Die Legende von Preah Ko und Preah Keo

Oktober 2008.


Die Legende von Preah Ko und Preah Keo.
Zu lesen bei kambodschanischem Monsunregen nach Sonnenuntergang.





In diesem Oktober erschien mir der Monsunregen besonders heftig. Er trommelte des Nachts unablässig gegen die Fensterscheiben, als wolle er dringendst hereingelassen werden, ein lästiger und unerwünschter Besucher. In meiner kleinen Wohnung fühlte ich mich angenehm geschützt vor der wilden Natur dort draußen, vor den krachenden Blitzen, die in diesem Jahr in Kambodscha schon 77 Leben nahmen (9 wurden von Landminen getötet), und vor dem nicht weniger fürchterlichen Donner. Ich wurde erinnert an die vielen Sonntagnachmittage in den verregneten Sommerferien der Kinderzeit, die ich mit einem Märchenbuch auf der Couch verbracht hatte. Und so las ich im kambodschanischen Oktober-Gewitterregen die Geschichte von Preah Ko und Preah Keo.

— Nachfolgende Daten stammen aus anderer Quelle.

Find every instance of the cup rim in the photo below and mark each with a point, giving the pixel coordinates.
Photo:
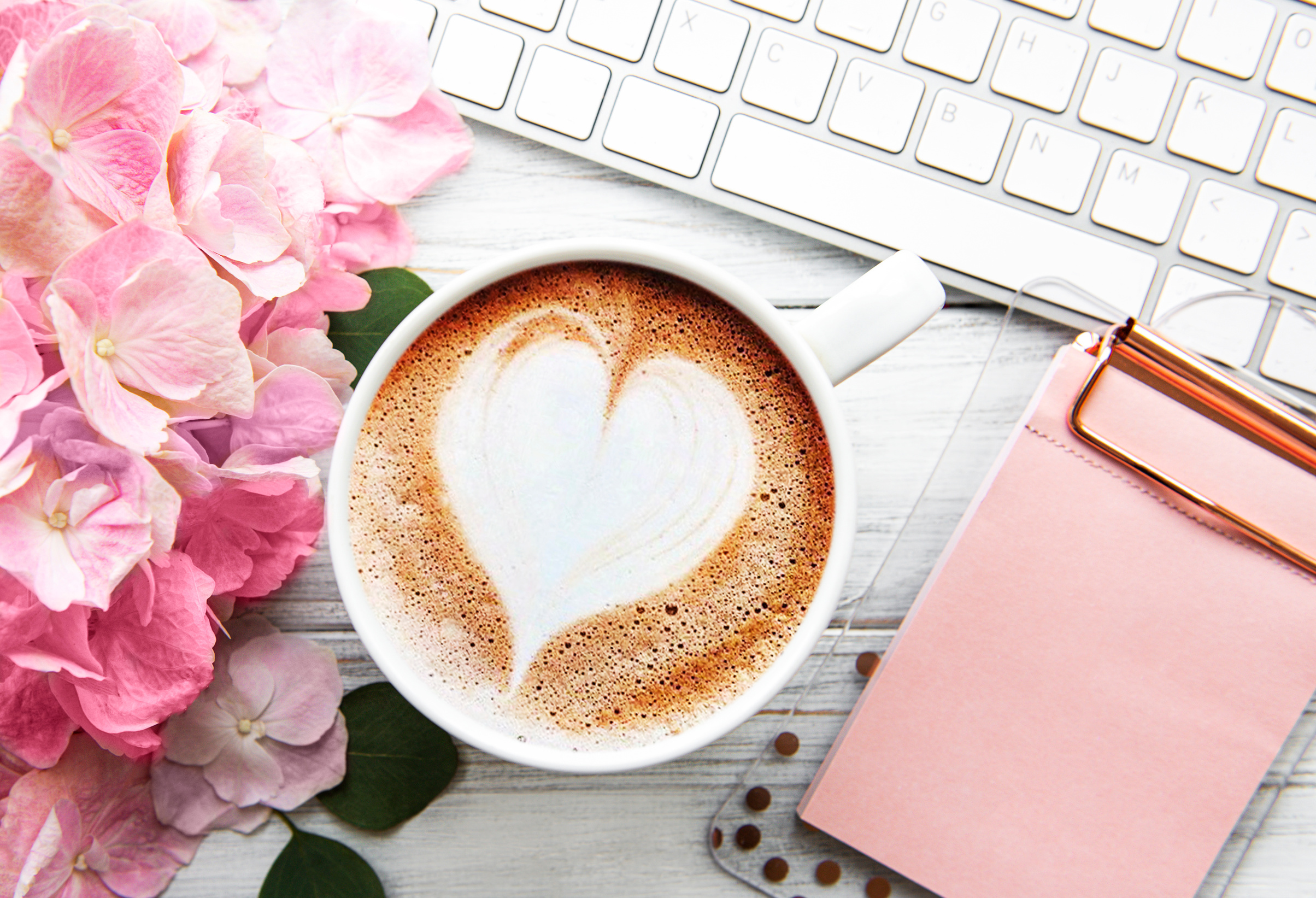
(389, 656)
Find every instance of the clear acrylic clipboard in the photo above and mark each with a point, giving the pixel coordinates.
(756, 835)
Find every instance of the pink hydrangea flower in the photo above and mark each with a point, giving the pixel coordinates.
(227, 204)
(32, 725)
(87, 829)
(86, 121)
(249, 532)
(269, 729)
(146, 331)
(356, 92)
(154, 648)
(89, 513)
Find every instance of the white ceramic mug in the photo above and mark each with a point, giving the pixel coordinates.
(845, 333)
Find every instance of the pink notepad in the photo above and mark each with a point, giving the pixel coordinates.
(1095, 677)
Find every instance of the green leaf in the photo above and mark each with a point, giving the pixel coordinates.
(314, 867)
(394, 293)
(398, 761)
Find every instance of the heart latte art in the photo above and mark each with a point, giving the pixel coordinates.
(591, 503)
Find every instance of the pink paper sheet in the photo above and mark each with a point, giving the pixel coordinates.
(1095, 677)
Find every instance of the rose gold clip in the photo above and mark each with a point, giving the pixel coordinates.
(1177, 373)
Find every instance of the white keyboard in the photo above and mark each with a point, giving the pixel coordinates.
(1145, 150)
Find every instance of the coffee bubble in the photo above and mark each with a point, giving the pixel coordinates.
(591, 504)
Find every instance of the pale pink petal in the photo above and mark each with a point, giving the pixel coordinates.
(124, 418)
(306, 685)
(157, 668)
(186, 25)
(203, 732)
(381, 69)
(244, 772)
(310, 770)
(33, 726)
(268, 279)
(114, 172)
(41, 221)
(258, 232)
(187, 802)
(392, 160)
(294, 409)
(30, 21)
(311, 349)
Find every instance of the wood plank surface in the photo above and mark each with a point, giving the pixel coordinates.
(506, 830)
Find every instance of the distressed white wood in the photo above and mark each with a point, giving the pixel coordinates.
(510, 831)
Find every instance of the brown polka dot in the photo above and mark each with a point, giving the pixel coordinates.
(877, 888)
(788, 743)
(777, 870)
(748, 836)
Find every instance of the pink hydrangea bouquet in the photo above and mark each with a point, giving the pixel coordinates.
(187, 187)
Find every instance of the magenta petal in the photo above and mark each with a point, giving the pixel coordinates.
(33, 726)
(392, 160)
(310, 770)
(307, 686)
(187, 802)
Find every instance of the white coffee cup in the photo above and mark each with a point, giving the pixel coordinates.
(845, 333)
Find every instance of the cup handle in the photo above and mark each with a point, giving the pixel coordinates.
(872, 315)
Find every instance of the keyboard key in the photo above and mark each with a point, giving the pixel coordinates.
(1228, 227)
(1127, 95)
(619, 30)
(964, 136)
(1291, 355)
(1294, 68)
(563, 92)
(1039, 65)
(1227, 34)
(536, 14)
(702, 45)
(1224, 328)
(876, 105)
(902, 210)
(789, 75)
(1052, 166)
(415, 15)
(661, 127)
(1288, 160)
(1143, 21)
(789, 10)
(1217, 126)
(868, 23)
(1062, 8)
(1295, 257)
(1140, 197)
(477, 61)
(952, 37)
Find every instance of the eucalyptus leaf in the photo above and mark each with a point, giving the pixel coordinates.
(398, 760)
(394, 293)
(314, 867)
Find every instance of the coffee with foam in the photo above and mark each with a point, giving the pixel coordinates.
(591, 503)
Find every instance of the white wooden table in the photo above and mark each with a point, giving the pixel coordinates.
(504, 830)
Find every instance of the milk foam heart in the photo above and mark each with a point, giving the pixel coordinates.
(581, 488)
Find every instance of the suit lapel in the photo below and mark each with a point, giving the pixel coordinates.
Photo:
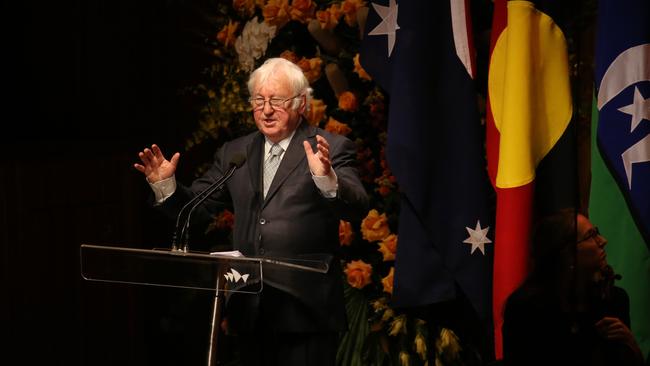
(292, 157)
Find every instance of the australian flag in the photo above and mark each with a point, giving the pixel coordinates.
(421, 53)
(623, 97)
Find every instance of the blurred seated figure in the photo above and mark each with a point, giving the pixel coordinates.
(569, 311)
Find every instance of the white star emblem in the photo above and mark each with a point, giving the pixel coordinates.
(639, 109)
(477, 237)
(388, 24)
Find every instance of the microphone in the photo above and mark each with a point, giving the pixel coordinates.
(236, 162)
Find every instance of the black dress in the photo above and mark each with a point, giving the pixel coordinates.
(537, 332)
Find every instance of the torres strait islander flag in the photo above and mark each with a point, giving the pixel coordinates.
(528, 137)
(620, 187)
(421, 54)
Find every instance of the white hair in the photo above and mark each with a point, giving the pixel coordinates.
(293, 73)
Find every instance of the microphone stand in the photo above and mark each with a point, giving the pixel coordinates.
(217, 186)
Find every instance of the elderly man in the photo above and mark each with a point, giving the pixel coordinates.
(292, 212)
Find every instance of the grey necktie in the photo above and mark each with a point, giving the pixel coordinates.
(271, 166)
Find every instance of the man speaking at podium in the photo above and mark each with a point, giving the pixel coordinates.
(295, 184)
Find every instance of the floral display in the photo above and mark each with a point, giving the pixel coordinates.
(323, 38)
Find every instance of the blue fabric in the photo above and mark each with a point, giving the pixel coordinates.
(435, 149)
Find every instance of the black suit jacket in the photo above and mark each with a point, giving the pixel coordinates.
(295, 220)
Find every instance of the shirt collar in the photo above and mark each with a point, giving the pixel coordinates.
(284, 144)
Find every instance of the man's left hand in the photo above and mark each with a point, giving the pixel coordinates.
(319, 161)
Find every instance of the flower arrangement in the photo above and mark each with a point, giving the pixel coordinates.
(323, 38)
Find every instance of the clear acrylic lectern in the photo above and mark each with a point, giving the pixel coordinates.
(220, 272)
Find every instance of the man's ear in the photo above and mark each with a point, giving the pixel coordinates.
(302, 108)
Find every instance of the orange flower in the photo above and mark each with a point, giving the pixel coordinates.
(302, 10)
(244, 7)
(227, 34)
(337, 127)
(316, 112)
(349, 8)
(348, 101)
(359, 69)
(329, 18)
(345, 233)
(276, 12)
(289, 55)
(311, 67)
(388, 247)
(225, 220)
(386, 182)
(358, 273)
(375, 226)
(387, 281)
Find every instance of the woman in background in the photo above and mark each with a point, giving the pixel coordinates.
(568, 311)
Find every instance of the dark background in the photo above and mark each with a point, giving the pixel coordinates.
(85, 86)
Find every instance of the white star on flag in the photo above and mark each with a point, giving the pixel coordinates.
(477, 237)
(639, 109)
(388, 25)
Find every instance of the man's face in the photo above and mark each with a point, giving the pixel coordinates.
(276, 123)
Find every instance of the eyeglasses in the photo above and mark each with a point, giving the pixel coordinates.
(592, 233)
(275, 103)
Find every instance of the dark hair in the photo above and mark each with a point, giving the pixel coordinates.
(553, 245)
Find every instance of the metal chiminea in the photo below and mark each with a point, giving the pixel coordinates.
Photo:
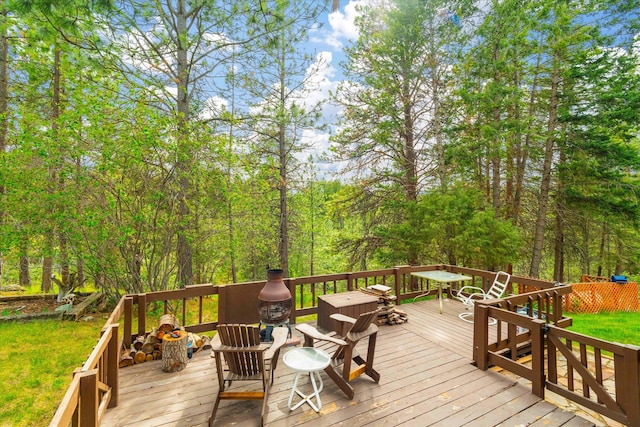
(274, 302)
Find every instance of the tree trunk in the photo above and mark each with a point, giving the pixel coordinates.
(558, 265)
(4, 103)
(184, 251)
(25, 276)
(410, 168)
(545, 184)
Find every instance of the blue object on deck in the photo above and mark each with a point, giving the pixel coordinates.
(619, 279)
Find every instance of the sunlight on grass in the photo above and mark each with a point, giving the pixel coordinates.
(41, 356)
(620, 327)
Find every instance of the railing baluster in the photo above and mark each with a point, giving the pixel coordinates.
(570, 383)
(597, 361)
(584, 361)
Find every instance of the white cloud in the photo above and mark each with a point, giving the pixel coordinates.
(343, 24)
(213, 107)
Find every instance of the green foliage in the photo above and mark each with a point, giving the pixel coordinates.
(454, 224)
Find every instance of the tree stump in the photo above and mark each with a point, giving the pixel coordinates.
(168, 323)
(174, 351)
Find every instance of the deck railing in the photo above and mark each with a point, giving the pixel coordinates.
(578, 367)
(95, 385)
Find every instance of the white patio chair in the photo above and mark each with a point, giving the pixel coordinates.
(470, 294)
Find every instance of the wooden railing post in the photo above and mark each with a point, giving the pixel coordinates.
(481, 336)
(142, 314)
(128, 322)
(628, 384)
(538, 379)
(291, 284)
(88, 404)
(222, 303)
(112, 365)
(398, 284)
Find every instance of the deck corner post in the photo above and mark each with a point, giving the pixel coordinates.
(113, 359)
(222, 304)
(128, 321)
(631, 381)
(538, 379)
(88, 405)
(481, 336)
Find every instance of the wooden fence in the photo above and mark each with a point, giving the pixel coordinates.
(578, 367)
(95, 385)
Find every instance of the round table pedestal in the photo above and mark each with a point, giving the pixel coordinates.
(307, 360)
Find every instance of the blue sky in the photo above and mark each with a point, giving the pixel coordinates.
(327, 40)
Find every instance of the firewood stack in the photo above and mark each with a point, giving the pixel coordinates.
(391, 315)
(388, 311)
(149, 347)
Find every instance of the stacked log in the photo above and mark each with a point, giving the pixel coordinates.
(391, 315)
(388, 312)
(148, 347)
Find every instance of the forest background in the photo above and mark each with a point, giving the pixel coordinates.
(151, 145)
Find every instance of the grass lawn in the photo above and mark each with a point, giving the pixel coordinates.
(37, 359)
(620, 327)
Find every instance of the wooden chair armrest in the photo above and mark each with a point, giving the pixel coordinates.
(279, 336)
(230, 349)
(312, 332)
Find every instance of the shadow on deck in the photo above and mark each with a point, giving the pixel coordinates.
(426, 379)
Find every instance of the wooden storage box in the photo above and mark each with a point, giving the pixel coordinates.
(351, 304)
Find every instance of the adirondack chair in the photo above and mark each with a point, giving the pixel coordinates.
(470, 294)
(240, 356)
(350, 332)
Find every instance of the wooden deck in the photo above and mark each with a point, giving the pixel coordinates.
(426, 379)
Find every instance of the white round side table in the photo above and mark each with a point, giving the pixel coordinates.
(307, 360)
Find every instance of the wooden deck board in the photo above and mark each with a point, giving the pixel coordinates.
(426, 379)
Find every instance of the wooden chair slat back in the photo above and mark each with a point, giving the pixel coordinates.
(499, 284)
(241, 363)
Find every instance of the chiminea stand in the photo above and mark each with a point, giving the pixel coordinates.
(265, 334)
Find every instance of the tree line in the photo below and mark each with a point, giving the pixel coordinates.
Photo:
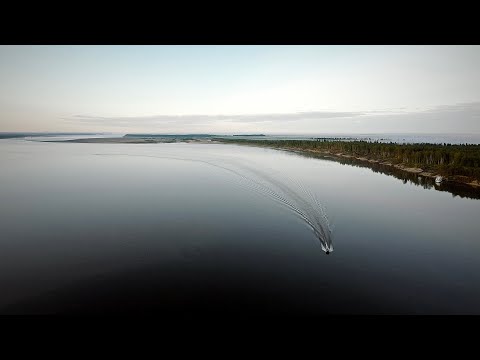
(446, 159)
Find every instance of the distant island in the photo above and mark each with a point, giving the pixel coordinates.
(458, 163)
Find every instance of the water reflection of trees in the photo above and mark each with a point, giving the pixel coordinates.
(456, 189)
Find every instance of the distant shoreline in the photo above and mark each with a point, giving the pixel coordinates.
(335, 155)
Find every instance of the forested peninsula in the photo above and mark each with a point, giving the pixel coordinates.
(455, 163)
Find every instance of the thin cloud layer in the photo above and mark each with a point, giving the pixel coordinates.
(440, 118)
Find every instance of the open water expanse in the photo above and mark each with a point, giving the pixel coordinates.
(186, 228)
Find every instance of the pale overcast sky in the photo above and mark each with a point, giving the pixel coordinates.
(240, 89)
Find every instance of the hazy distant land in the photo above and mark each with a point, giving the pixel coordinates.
(458, 164)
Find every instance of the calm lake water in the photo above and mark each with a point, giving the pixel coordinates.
(187, 228)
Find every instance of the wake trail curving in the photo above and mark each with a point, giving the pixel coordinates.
(303, 203)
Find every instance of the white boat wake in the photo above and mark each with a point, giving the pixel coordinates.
(290, 194)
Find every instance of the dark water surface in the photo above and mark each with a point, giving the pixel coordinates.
(201, 228)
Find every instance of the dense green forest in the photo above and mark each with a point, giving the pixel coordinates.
(444, 159)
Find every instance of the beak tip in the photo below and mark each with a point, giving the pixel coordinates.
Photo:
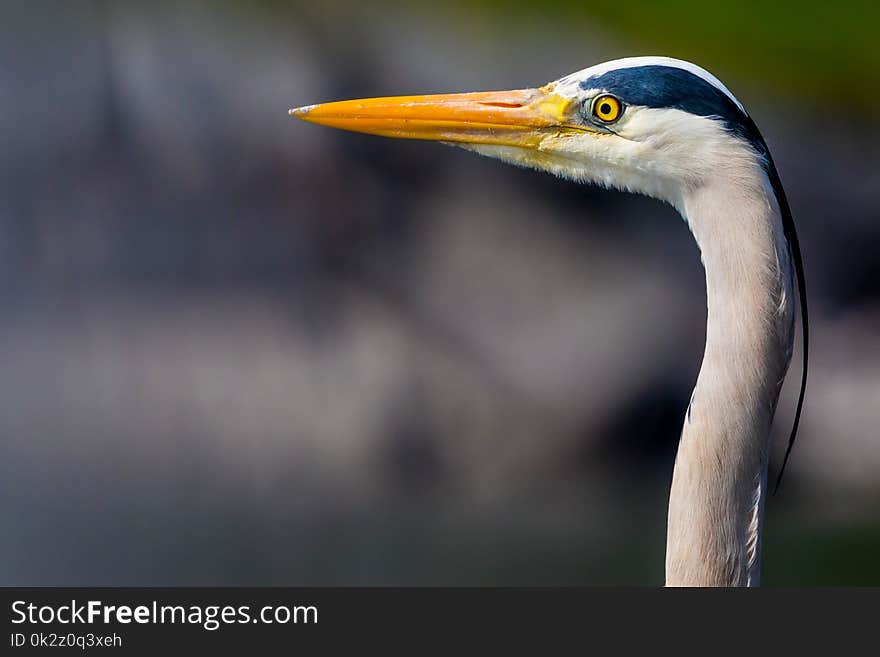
(301, 112)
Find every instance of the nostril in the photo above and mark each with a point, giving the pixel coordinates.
(499, 104)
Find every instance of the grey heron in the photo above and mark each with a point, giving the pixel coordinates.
(670, 130)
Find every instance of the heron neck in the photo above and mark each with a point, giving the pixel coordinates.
(719, 481)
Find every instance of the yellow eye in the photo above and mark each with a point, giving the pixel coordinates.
(606, 108)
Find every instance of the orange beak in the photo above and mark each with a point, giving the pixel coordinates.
(508, 118)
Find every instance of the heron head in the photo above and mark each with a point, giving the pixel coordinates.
(652, 125)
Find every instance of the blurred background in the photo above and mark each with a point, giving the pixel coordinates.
(238, 349)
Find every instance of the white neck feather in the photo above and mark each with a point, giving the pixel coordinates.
(719, 483)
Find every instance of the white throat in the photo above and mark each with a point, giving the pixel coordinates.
(719, 481)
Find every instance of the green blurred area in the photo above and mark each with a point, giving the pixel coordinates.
(809, 49)
(813, 52)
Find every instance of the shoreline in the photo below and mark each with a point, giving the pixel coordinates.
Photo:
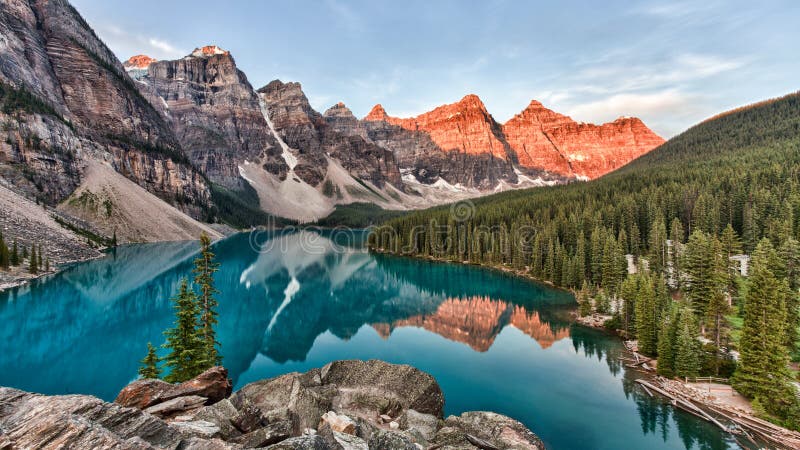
(682, 395)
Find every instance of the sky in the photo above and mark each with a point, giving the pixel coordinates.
(671, 63)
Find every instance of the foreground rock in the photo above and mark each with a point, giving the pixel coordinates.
(346, 405)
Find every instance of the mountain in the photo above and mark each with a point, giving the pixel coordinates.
(736, 170)
(544, 138)
(194, 133)
(538, 141)
(67, 104)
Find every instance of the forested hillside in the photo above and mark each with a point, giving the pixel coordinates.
(726, 186)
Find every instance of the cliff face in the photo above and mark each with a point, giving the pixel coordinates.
(546, 139)
(459, 143)
(214, 112)
(80, 105)
(337, 134)
(480, 153)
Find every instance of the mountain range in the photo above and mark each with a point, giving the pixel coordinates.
(150, 150)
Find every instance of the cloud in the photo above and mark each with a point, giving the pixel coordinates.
(666, 112)
(125, 43)
(609, 108)
(680, 69)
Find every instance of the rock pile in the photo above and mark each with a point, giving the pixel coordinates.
(346, 405)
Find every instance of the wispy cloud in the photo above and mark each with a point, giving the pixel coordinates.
(680, 69)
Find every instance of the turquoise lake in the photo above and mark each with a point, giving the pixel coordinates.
(294, 301)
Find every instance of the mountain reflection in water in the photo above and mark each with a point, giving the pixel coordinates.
(291, 301)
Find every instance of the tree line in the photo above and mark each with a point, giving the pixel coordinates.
(191, 343)
(17, 254)
(727, 186)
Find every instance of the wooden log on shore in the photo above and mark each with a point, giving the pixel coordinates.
(743, 424)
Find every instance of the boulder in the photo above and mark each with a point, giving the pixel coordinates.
(347, 405)
(488, 431)
(176, 406)
(390, 440)
(212, 384)
(220, 414)
(339, 422)
(350, 442)
(78, 421)
(382, 386)
(306, 442)
(425, 424)
(268, 435)
(197, 428)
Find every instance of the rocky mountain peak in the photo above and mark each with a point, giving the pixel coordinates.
(536, 113)
(339, 110)
(138, 62)
(376, 113)
(208, 50)
(471, 101)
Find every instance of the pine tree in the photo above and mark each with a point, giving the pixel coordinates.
(763, 354)
(687, 347)
(667, 338)
(731, 244)
(149, 367)
(629, 290)
(762, 373)
(204, 269)
(789, 254)
(14, 260)
(717, 303)
(33, 266)
(584, 300)
(5, 255)
(658, 245)
(646, 316)
(187, 356)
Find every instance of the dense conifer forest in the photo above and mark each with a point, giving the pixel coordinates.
(651, 246)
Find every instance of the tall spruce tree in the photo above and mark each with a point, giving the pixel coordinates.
(717, 304)
(647, 315)
(33, 265)
(5, 255)
(204, 269)
(149, 367)
(667, 339)
(187, 350)
(763, 353)
(687, 347)
(14, 260)
(762, 373)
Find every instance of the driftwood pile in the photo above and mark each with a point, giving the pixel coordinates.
(731, 419)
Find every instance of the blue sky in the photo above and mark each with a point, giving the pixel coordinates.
(672, 63)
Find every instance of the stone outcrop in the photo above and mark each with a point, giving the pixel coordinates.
(213, 385)
(85, 107)
(215, 113)
(346, 405)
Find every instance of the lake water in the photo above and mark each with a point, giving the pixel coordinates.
(294, 301)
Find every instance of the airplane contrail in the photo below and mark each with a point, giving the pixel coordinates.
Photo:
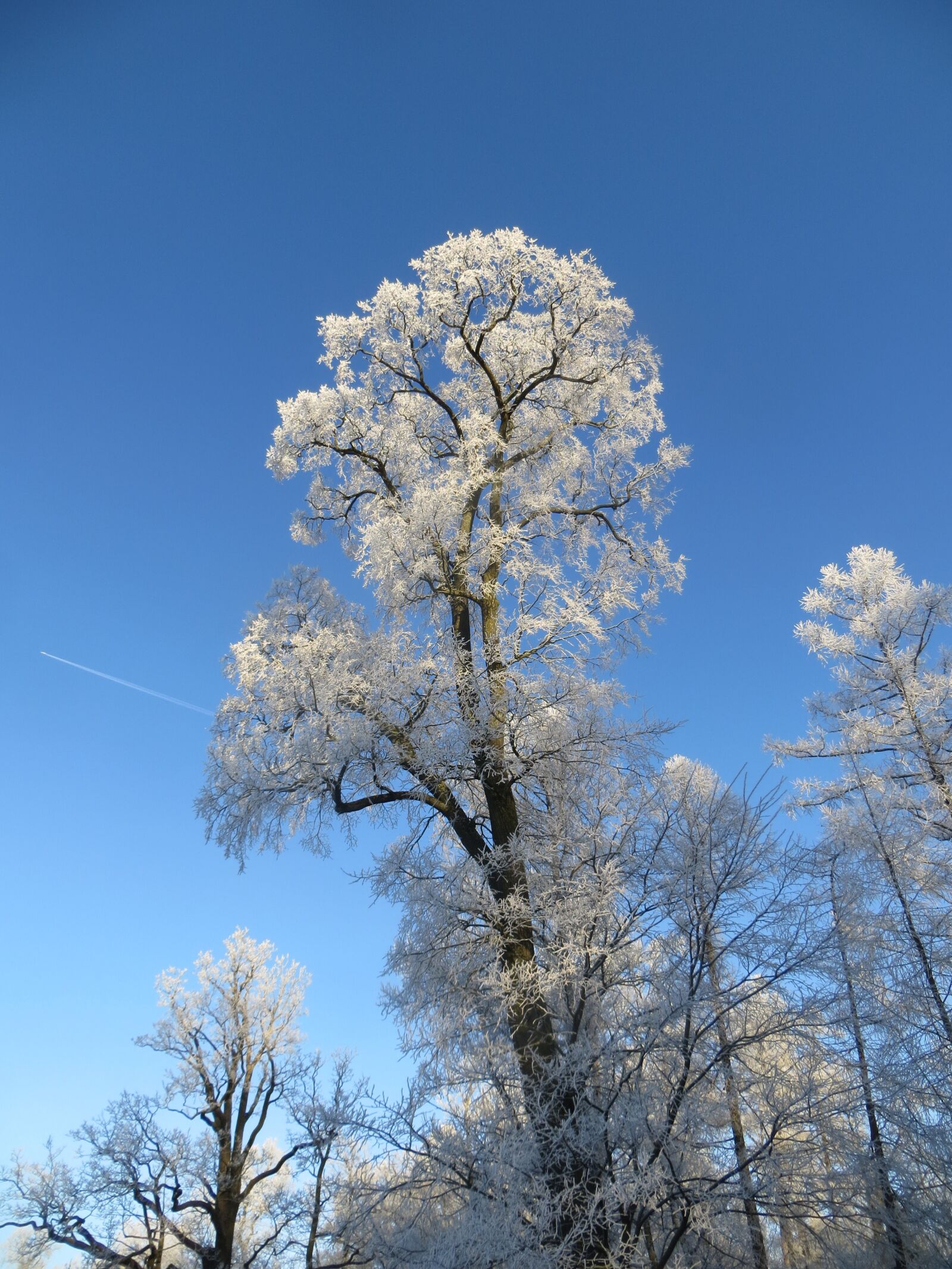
(125, 683)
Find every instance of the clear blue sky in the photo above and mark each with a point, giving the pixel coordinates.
(186, 186)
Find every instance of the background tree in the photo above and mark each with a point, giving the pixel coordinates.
(887, 810)
(215, 1192)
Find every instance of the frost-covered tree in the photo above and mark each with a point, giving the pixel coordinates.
(491, 452)
(189, 1178)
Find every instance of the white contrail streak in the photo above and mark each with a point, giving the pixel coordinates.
(124, 683)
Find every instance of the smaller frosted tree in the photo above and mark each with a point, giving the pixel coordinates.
(150, 1190)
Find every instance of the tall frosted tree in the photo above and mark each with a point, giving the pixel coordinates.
(885, 734)
(491, 453)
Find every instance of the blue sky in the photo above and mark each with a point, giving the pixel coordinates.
(187, 186)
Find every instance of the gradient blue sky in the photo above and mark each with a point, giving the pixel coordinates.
(186, 186)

Es war einmal vor langer, langer Zeit, da lebte in der Nähe der alten Königsstadt Longvaek ein Bauer mit seiner Ehefrau, die schwanger war. Eines Tages träumte der Frau, dass sie drei Ringe mit Diamanten besäße. Aber kaum, dass sie ihrer gewahr wurde, waren die Ringe verschwunden. Die Frau wachte verwundert auf und bat ihren Mann, einen Wahrsager aufzusuchen. Das tat der auch, denn er war ein guter und gehorsamer Ehemann. Der Wahrsager klatschte in die Hände: "Deine Frau wird ein gesegnetes Kind zur Welt bringen. Sie darf aber während der Schwangerschaft auf keinen Fall grüne Mangos essen." Erfreut eilte der Mann zu seiner Frau zurück und überbrachte ihr die Botschaft.


Als sich nun die Schwangerschaft dem Ende zuneigte, überkam die Frau eine unbeherrschbare Gier nach grünen Mangos. Da ihr Mann gerade auf dem Reisfeld arbeitete und sie ihn nicht um Hilfe bitten konnte, kletterte sie allein auf den Mangobaum vor ihrer Hütte. Aber o je - sie kam nicht weit, verlor das Gleichgewicht und stürzte in den Tod. Ihr Schoss öffnete sich, und heraus kam zunächst ein Kalb, kurz darauf ein Menschenkind. Der Bauer hörte aus der Ferne den dumpfen Aufprall und eilte sofort herbei. Doch fand er seine Frau schon leblos vor, zu ihren Füßen Kind und Kalb, die ihm in die Hütte folgten.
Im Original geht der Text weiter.